2e ÉTAPE Metz - Namur (240 km)

CLASSEMENT ÉTAPE
1. Vito Favero (ITA)
2. Jean Gainche (FRA)
3. Michel Dejouhannet (FRA)
MAILLOT JAUNE
André Darrigade (FRA)

Vito Favero suite et, déjà, fin...

Au terme du Tour de France de l’année précédente, Vito Favero, on l’aurait presque oublié, s’est classé deuxième du classement final établi à Paris, à trois minutes dix secondes à peine de Charly Gaul. Deux jours avant l’arrivée dans la capitale française, l’Italien était encore revêtu du maillot jaune, et ce fut la superbe performance de Gaul dans la manche chronométrée de Dijon qui mit un terme à ses espoirs les plus fous.

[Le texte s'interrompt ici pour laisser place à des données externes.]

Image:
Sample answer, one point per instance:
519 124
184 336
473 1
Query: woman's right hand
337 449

Favero n’est donc plus un inconnu quand il se permet de régler, au sprint, le sort de dix-neuf coureurs sur l’esplanade de la Citadelle de Namur. Il connaît d’ailleurs les lieux, puisqu’il s’était classé deuxième lors d’une étape du Tour d’Europe pour indépendants, s’achevant, aussi, dans la cité namuroise. Originaire de la région de Trévise, Favero est l’un des atouts de la Squadra, dirigée par l’ancien champion Alfredo Binda, l’autre leader étant le rouleur Ercole Baldini. Dans la montée de la Citadelle, où le peloton, jusque-là trop passif, s’est, enfin, animé, Favero grimpe en force, figurant parmi les meilleurs qui se dégagent sur la route merveilleuse. A ses côtés, on retrouve des coureurs aussi prestigieux que Bahamontes, Gaul et trois des quatre ténors de l’équipe de France, Bobet, Anquetil et Rivière. Mais au sprint et malgré, aussi, la présence du rapide Richard Van
Genechten, l’Italien s’impose très nettement.

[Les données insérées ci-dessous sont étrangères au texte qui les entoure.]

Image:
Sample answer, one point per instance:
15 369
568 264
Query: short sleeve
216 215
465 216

L’étape s’achevant en Belgique n’a pourtant pas provoqué l’habituelle bagarre générale, et l’on se dit que le Tour de France 1959 est parti sur des bases différentes que les éditions précédentes. Certes, sur leur terrain, les coureurs belges tentent, avec l’aide de quelques régionaux, d’animer la journée. La première action, lancée par Fred De Bruyne, n’est qu’un feu de paille. Du côté d’Arlon, Hoevenaars s’échappe brièvement en compagnie de Gauthier et de Stablinski, puis il remet cela un rien plus loin avec quatre autres coureurs. En vain. Camille Buysse assure le relais avec Fabri; là encore, l’essai échoue peu avant Dinant. Et finalement, le peloton est quasi complet quand il pénètre à Namur où, évidemment, tout s’accélère. Dans les premiers lacets de l’ascension finale, à part Van Genechten, plus aucun coureur de l’équipe belge ne figure en tête. L’échec est, une fois encore, très net. Après le Luxembourgeois Diederich et le Français Bobet, voici l’Italien Favero qui s’impose à Namur. Les journalistes nationaux constatent, non sans amertume, que les coureurs belges ne sont décidément pas prophètes dans leur pays.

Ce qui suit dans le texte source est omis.